Dans le noir, bien au chaud, à l’époque où tout commence à s’accélérer, à se multiplier,
à se consommer à tout va. La société dite de consommation met le turbo. On
entre dans le monde kleenex ! Ma matière première est millénaire, bien antérieure à l’apparition de l’homo-economicus.
Aujourd’hui, je
suis omniprésent, même dans les régions les plus reculées. Vous me connaissez,
m’utilisez chaque jour, voire plusieurs fois par jour. Vous me saisissez, me
dépliez, me gavez, me ficelez, me jetez mais toujours vers moi revenez !

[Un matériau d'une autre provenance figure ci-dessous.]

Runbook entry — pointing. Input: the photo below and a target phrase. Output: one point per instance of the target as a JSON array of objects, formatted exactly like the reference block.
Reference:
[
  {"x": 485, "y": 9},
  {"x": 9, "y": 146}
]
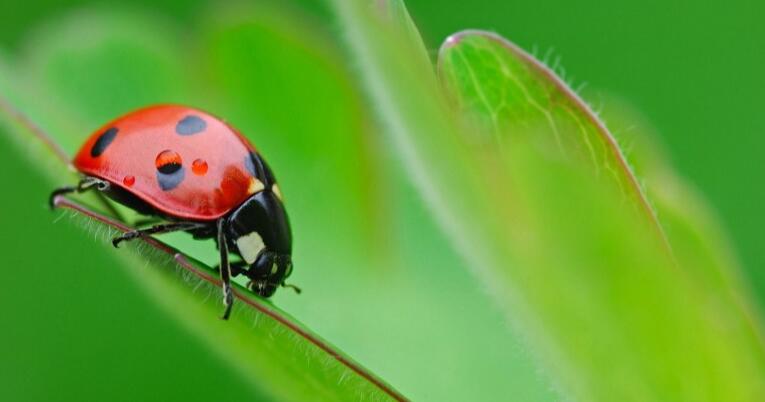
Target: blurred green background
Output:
[{"x": 693, "y": 69}]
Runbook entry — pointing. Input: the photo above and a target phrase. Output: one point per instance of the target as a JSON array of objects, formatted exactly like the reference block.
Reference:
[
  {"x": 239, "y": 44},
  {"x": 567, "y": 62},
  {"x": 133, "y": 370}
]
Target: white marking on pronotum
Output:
[
  {"x": 276, "y": 191},
  {"x": 250, "y": 245}
]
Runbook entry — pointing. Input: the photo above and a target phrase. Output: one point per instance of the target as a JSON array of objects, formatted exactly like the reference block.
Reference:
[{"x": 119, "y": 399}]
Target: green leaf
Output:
[
  {"x": 360, "y": 233},
  {"x": 532, "y": 192},
  {"x": 268, "y": 348},
  {"x": 505, "y": 93}
]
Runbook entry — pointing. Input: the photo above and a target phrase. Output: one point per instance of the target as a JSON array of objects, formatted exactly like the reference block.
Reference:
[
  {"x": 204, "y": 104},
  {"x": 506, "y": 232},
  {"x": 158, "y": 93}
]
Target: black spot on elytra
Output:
[
  {"x": 169, "y": 168},
  {"x": 169, "y": 181},
  {"x": 103, "y": 142},
  {"x": 259, "y": 169},
  {"x": 190, "y": 125}
]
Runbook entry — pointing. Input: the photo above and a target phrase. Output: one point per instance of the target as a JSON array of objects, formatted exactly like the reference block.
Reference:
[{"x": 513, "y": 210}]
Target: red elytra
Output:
[{"x": 182, "y": 161}]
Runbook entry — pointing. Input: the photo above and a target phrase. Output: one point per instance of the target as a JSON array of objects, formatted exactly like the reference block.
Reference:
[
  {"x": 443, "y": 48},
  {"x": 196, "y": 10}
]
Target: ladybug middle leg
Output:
[
  {"x": 156, "y": 229},
  {"x": 225, "y": 269}
]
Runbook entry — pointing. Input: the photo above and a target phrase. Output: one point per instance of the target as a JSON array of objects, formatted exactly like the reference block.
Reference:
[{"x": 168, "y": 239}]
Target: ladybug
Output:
[{"x": 199, "y": 175}]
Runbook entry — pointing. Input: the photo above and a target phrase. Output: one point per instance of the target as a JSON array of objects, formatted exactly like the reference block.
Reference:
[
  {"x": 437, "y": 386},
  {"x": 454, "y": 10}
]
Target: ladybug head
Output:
[{"x": 260, "y": 233}]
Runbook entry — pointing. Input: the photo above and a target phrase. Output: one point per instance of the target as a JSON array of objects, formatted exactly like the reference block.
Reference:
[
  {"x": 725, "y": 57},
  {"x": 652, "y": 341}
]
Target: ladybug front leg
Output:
[
  {"x": 87, "y": 183},
  {"x": 225, "y": 269}
]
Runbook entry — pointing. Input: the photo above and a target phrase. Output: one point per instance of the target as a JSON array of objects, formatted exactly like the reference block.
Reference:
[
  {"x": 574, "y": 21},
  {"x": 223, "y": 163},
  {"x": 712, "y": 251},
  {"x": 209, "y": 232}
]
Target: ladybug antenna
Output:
[{"x": 295, "y": 288}]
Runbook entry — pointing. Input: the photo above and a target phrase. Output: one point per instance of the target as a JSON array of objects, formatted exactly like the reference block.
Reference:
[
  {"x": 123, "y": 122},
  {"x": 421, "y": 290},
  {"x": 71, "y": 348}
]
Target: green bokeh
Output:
[{"x": 693, "y": 69}]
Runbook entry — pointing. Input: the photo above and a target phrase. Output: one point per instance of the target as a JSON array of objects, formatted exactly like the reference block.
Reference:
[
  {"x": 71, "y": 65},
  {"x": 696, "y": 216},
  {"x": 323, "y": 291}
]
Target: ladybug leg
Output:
[
  {"x": 225, "y": 270},
  {"x": 87, "y": 183},
  {"x": 157, "y": 229}
]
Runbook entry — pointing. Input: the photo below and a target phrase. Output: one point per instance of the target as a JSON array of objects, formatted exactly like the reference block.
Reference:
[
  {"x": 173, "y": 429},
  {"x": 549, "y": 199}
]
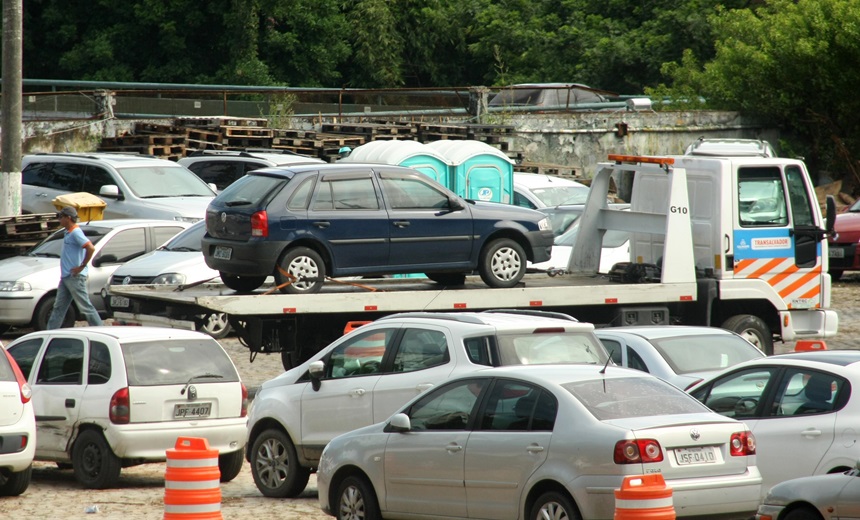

Parfois, vous me pliez, me gardez, me rangez. Il vous arrive de m’imprimer, de me peindre, de me
colorier, de me collectionner et je me retrouve ainsi au fond d’un tiroir, d’un
placard, d’une armoire…
Je suis muet
comme une carpe mais si on me gonfle, j’explose ! Certains se méfient de
moi comme de la peste, me trouvent dangereux, surtout si les enfants s’approchent
de moi pour jouer alors que je me trouve moins dangereux qu’un pistolet.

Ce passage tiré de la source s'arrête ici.